Facile Room Temperature Synthesis and Directable Self-Assembly of Ultrasmall Antimony (III) Sulfide Nanoparticles for Li⁺/Na⁺ Batteries

Nano-assemblies of Antimony (III) sulfide have the potential to be an extremely important class of material in thermoelectric, photovoltaic, and electrochemical energy systems. The amorphous phase of Sb₂S₃ is especially useful for electrochemical systems where the high defect concentration improves its already impressive ion transport capabilities. Engineering the size and morphology of the amorphous phase, however, is particularly challenging due to its instability relative to the bulk orthorhombic phase. To this end, we demonstrate the first synthetic pathway to amorphous ultrasmall antimony (III) sulfide nanoparticles by developing a scalable room temperature and open-atmosphere procedure that uses commonly available chemicals.

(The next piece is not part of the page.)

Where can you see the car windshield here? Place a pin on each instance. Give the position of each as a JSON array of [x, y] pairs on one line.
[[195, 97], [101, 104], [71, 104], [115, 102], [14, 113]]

The synthesis is made possible by the immediate self-assembly of the seeds, that we also characterize using small angle X-ray scattering (SAXS), which halts growth by segregating the particles into a stable mesophase. This mesophase exhibits rod-like hexagonal close packing which is unexpected in an amorphous system lacking crystallographic registry between zero dimensional particles. We provide experimental evidence that elucidates the fundamental driving forces of the assembly and demonstrate that the superstructure is directable via simple compositional changes to the solvent environment. The ligands, which are chemically related short-chain alkyl molecules, that direct the assembly of our Sb₂S₃ nanoparticles also carry their influence forward into the performance of electrodes prepared from the particles for Li⁺ and Na⁺ battery systems. Integration of these materials yields impressive rate and cyclability results. With this study we illustrate the impressive battery performance of our ultrasmall Sb₂S₃ nanoparticles and with it, justify the need for more fundamental examination in this and similar colloidal self-assembly systems for electrochemical applications.